In this and other instances, Paradise Now underlines the absurd rituals of suicide missions, the ways that the perpetrators are induced into thinking that what they’re doing is special, necessary and will, in time, help to change things. Indeed, their inspiration, local cell leader Abu-Karem (Ashraf Barhoum), promises them care for their families and everlasting respect by their community. Feeling emasculated by the occupation and immobilized by their lack of future, the young men have nothing to lose. And this, it seems is more a motivation than any specific religious zealotry. Said and Khaled see no options. They’ve been indoctrinated since birth to see paradise in the future they can choose, if only they believe and allow themselves to be directed.
It’s these directors who provide, however briefly, the movie’s most perversely compelling images. Apparently dispassionate, they make all arrangements and watch over their bombers — closely in the hours before the deed — to ensure smooth execution. When, at the hour of crossing over the border, something goes wrong and Said and Khaled are split up, the handlers are left to worry about their capture, and so, their own exposure. Abu-Karem is particularly cold, insinuating that if Khaled does not locate his friend soon enough, that Said will need to be “handled” with the organization’s best interests in mind.

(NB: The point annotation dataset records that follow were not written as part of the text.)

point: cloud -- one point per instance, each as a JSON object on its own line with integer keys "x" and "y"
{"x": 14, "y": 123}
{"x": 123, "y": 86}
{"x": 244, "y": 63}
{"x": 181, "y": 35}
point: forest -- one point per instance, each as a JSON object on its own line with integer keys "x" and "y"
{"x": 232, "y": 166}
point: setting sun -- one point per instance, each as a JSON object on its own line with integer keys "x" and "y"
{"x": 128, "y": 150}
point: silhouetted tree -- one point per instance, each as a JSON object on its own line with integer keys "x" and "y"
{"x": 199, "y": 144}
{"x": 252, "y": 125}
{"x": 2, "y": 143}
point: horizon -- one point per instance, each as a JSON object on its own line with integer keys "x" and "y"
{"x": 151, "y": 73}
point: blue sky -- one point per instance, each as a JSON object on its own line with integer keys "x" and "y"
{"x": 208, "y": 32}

While the movie focuses its final hour on the pursuit of Said — by his friends and his handlers — it is, in the end, Jamal’s face that haunts you. While Said and Khaled speak frequently, discussing their choices, wondering about their rightness, Jamal remains quiet, only in place to help them complete their work — and their lives — as his work will continue, as he works through the apprehensions felt and questions raised by future bombers. Jamal, impassive, silent, relentless, helps to convince the bombers to continue. Without him, the system could not function.